Insolventer Autobauer Volkswagen hilft Karmann

Der insolvente Autobauer Karmann schöpft dank eines Millionenauftrags von Volkswagen Hoffnung. Die Wolfsburger ermöglichen mit ihrem Entwicklungsauftrag zunächst die Gründung einer Transfergesellschaft für 1600 Beschäftigte.

Osnabrück - Ein Millionenauftrag von Volkswagen  hat laut einem Zeitungsbericht dem insolventen Autobauer Karmann die Finanzierung einer Transfergesellschaft für rund 1600 gekündigte Beschäftigte ermöglicht. VW vergab nach Informationen der "Neuen Osnabrücker Zeitung" einen Entwicklungsauftrag an Karmann in zweistelliger Millionenhöhe und zahlt dafür Vorkasse.

Eine VW-Sprecherin wollte den Bericht gegenüber manager-magazin.de nicht kommentieren, der Karmann-Insolvenzverwalter war bisher nicht zu erreichen. In Branchenkreisen wurde der Bericht bestätigt.

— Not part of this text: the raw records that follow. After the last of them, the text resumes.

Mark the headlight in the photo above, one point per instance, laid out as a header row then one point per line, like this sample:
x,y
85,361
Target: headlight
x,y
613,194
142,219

Die IG Metall hatte am Mittwoch mitgeteilt, Karmann habe 15,5 Millionen Euro bei Geschäftspartnern eingesammelt. Der Gläubigerausschuss hatte am vergangenen Dienstag einer solchen Transfergesellschaft zugestimmt. Die ehemaligen Mitarbeiter des Osnabrücker Unternehmens bleiben darin für ein halbes Jahr, währenddessen sie für den Arbeitsmarkt weiterqualifiziert werden sollen.

Insolvenzverwalter Ottmar Hermann plant, Karmann mit rund 1500 Beschäftigten fortführen. Das ist etwa halb so viel wie vor Ausbruch der Krise. Der frühere Cabriospezialist soll sich dem Bericht zufolge künftig stärker auf das Geschäft mit Elektrofahrzeugen konzentrieren. Geschäftsführung und Insolvenzverwalter hätten beschlossen, dafür die Karmann E-Mobil GmbH zu gründen. Die neue Tochter habe bereits erste Aufträge.

Nach dem geplanten Produktionsstart einer Großserie in zwei Jahren sollen innerhalb von sieben Jahren mindestens 100.000 Fahrzeuge vom Band laufen. Aus dem Konjunkturpaket II der Bundesregierung erhoffe sich die neue Sparte bis 2011 Zuschüsse von 20 Millionen Euro, berichtet die Zeitung. Bei Elektrofahrzeugen arbeite Karmann bereits heute mit VW zusammen.